With Dawn of the Planet of the Apes just a week away from hitting my local cinema, I decided to watch Rise of the Planet of the Apes in order to see whether it would be worth my time going to see the sequel or not. I did the same with Transformers: Dark of the Moon recently and whilst that film disappointed, Rise… turned out to be a quite the opposite, proving to be a worthy reboot and despite a few problems was actually very entertaining.
The film acts very much as an origin story for the original Planet of the Apes movie, and it tells the story of Caesar (Andy Serkis), a chimpanzee who gains human-like intelligence following the injection of a drug by scientist Will Rodman (James Franco). However, when the apes that are part of the experiment with Caesar are killed, Will is forced to look after Caesar as his own pet with the aid of primatologist Caroline Aranha (Freida Pinto).
It isn’t long before Caesar finds himself put back in an ape sanctuary in San Francisco, and he finds himself wanting justice for his fellow apes. The resulting course action changes the course of humanity forever, and allows for a very entertaining movie that is certainly worth seeing, and an example that Hollywood, from time to time, actually can get movies right.
Like superhero movies, Rise of the Planet of the Apes is effectively an origin story of Caesar. Its focus on the human characters allows us to have a window into the film, with James Franco’s Will Rodman getting as much as the screentime as Serkis’ Caesar. However, when we get to see the apes in action it’s something that works really well, with some fantastic use of CGI that helps the movie look very good.
Andy Serkis’ portrayal of Caesar is great and gives a fantastic performance that is incredibly strong. The digital FX of his character is handled incredibly well and it’s great to watch the development take place. The human cast are fairly good as well – and Harry Potter fans will no doubt enjoy an appearance from Tom Felton who plays essentially the same character that he in those films – Draco Malfoy. The main human actor James Franco pulls off Will Rodman fairly well and although the human cast aren’t really the smartest that you’ll ever see, it still allows for a fairly entertaining film.

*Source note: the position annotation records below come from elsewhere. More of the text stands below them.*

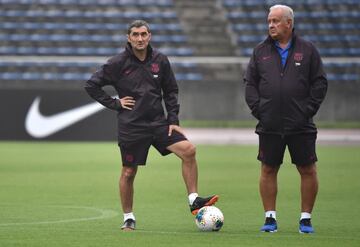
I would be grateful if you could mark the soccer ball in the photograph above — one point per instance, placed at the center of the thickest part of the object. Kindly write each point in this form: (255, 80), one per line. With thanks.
(209, 218)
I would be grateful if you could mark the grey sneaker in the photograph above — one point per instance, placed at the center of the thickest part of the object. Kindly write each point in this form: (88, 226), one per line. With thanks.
(129, 225)
(201, 202)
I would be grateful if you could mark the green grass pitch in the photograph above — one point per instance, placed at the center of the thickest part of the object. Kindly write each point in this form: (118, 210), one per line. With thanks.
(66, 194)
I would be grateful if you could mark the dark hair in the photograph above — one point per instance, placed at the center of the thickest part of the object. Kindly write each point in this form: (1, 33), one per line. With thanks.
(138, 23)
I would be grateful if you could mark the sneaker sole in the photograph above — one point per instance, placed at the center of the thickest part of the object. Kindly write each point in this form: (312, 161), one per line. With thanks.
(270, 231)
(209, 203)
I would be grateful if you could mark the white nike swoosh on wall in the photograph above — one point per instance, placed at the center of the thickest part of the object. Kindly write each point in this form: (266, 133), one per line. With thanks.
(40, 126)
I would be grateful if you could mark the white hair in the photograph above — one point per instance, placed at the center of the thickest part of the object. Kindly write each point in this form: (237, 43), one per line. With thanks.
(288, 13)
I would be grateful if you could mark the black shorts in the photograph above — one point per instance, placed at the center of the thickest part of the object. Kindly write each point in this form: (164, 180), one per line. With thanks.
(135, 152)
(301, 148)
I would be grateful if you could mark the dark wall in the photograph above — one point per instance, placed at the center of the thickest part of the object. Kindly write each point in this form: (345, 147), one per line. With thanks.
(199, 101)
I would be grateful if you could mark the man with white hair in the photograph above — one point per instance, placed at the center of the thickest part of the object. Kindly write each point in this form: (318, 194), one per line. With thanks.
(285, 85)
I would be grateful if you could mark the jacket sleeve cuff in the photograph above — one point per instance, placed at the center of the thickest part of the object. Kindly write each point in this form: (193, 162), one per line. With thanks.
(117, 104)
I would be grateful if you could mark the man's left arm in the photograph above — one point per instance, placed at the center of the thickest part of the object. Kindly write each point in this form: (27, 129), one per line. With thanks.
(170, 94)
(318, 84)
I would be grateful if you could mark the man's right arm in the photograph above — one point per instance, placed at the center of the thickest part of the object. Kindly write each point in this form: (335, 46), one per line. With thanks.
(251, 87)
(94, 86)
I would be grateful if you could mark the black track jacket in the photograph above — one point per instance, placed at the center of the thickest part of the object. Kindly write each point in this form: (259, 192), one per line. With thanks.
(148, 82)
(285, 99)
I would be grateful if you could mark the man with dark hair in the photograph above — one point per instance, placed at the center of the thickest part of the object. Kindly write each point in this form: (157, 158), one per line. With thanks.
(285, 85)
(142, 77)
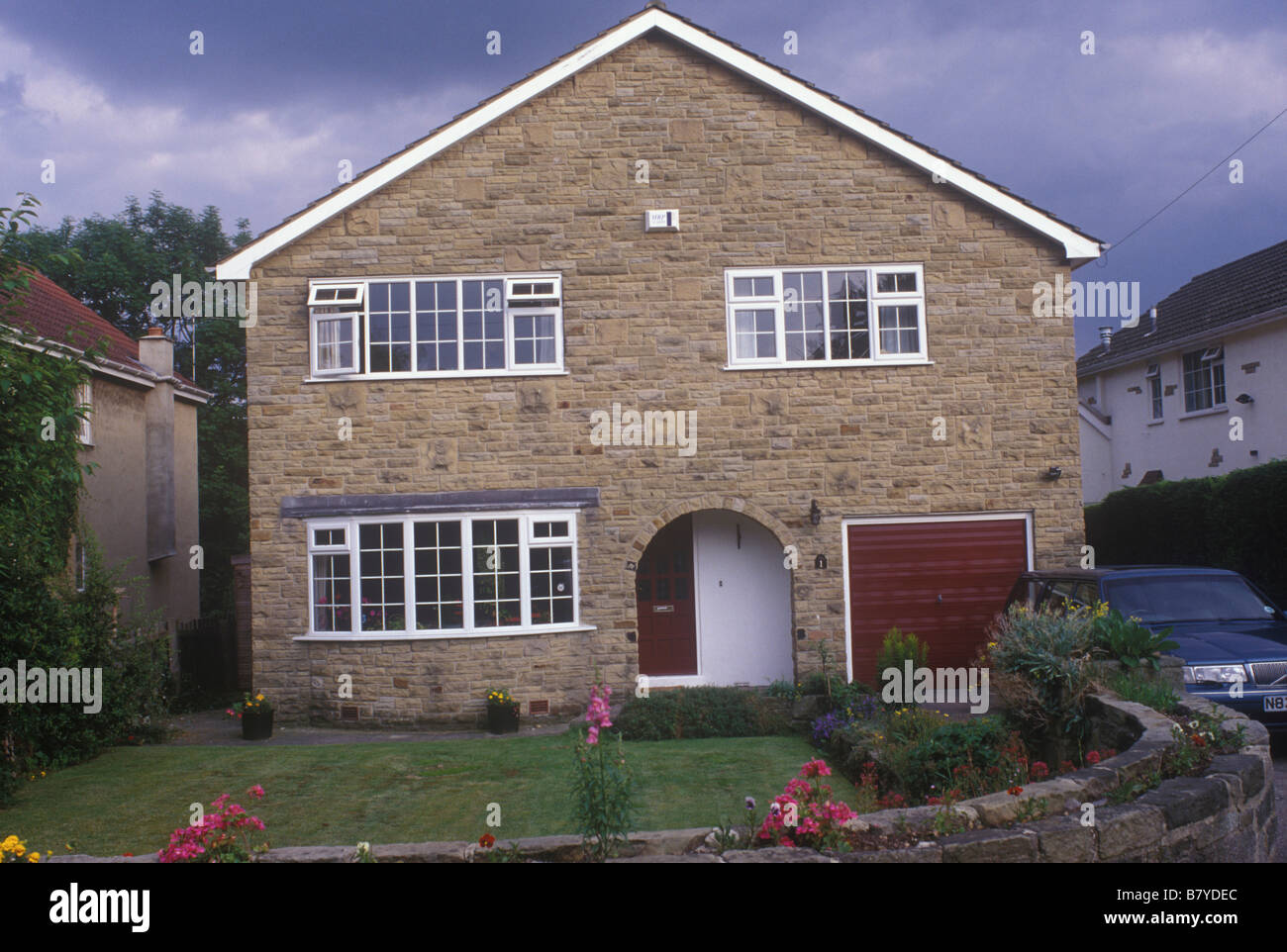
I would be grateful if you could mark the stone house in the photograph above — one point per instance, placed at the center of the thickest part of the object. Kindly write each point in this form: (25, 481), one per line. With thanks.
(1197, 387)
(659, 363)
(141, 500)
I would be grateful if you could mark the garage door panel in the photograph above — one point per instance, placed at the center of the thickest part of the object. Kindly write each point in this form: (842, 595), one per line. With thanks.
(942, 582)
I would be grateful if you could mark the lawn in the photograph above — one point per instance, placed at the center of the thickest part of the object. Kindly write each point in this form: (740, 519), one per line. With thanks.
(129, 799)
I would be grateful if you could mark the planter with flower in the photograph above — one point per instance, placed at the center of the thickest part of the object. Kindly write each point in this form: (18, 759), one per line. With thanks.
(502, 712)
(255, 713)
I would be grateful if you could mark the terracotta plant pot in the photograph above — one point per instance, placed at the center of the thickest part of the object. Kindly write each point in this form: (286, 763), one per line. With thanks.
(502, 718)
(256, 727)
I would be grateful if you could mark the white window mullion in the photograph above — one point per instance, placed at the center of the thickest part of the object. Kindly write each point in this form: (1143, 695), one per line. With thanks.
(524, 570)
(467, 573)
(410, 575)
(354, 580)
(413, 363)
(459, 330)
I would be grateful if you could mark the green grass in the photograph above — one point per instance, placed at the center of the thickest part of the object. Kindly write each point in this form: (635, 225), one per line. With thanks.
(129, 799)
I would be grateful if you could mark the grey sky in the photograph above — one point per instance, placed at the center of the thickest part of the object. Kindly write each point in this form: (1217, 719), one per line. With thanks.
(283, 91)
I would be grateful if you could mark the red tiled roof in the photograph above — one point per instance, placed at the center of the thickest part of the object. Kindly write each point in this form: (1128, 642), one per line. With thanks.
(51, 313)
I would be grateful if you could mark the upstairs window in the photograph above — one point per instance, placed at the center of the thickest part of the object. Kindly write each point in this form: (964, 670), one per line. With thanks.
(437, 327)
(844, 317)
(1204, 380)
(443, 575)
(1154, 389)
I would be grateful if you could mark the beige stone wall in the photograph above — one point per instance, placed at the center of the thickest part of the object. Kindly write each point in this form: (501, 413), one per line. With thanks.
(551, 187)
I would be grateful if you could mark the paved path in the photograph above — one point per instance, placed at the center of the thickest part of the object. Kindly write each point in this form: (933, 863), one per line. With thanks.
(215, 728)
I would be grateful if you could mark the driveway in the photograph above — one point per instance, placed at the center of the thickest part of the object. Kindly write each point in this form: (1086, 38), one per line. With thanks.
(1279, 754)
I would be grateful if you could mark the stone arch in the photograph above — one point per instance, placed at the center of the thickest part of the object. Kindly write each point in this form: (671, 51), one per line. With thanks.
(709, 501)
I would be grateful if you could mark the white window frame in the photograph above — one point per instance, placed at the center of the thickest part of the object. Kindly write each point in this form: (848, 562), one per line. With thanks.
(527, 541)
(85, 398)
(1156, 403)
(1210, 359)
(322, 312)
(875, 300)
(361, 327)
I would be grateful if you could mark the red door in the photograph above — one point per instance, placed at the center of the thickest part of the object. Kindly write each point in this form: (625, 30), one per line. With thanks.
(663, 588)
(942, 582)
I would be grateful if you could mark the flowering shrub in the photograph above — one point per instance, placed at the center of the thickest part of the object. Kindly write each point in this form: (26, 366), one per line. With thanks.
(601, 784)
(803, 814)
(861, 708)
(14, 850)
(222, 836)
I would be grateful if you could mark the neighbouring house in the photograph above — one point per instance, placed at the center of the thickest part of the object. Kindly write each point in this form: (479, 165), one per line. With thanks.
(660, 361)
(1198, 387)
(141, 500)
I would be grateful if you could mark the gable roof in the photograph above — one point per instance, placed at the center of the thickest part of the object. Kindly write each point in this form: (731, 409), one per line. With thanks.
(1242, 292)
(1079, 247)
(54, 316)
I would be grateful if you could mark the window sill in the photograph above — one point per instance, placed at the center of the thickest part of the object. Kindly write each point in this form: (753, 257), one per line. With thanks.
(453, 374)
(832, 364)
(443, 635)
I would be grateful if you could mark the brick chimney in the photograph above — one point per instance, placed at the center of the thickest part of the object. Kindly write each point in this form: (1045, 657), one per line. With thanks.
(155, 352)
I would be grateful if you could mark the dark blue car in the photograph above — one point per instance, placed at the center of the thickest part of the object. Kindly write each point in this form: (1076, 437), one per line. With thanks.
(1228, 631)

The film itself builds up to a big climatic action sequence that is handled very well. Its pacing and the build-up are good and in another weaker film the switch to a blockbuster action movie could have felt out of place but the tone and how it unfolds keeps it enjoyable. There isn’t anything on a global scale action wise with the film set pretty much entirely in San Francisco, but that works to its advantage.
Unlike the Transformers movies, Rise of the Planet of the Apes doesn’t overstay its welcome. At 105 minutes it’s a good length and works well. Whilst the focus on the humans can sometimes lead to a soap-ish feel, that’s pushed to the side in the third act in favour of a great finale.
So it’s safe to say that Rise of the Planet of the Apes is probably one of my favourite movies of 2011 (Certainly up there with the likes of Tinker Tailor Soldier Spy and The Raid) and can be highly recommended. There’s also no way I’m not going to see the sequel now – because it promises to be a lot of fun.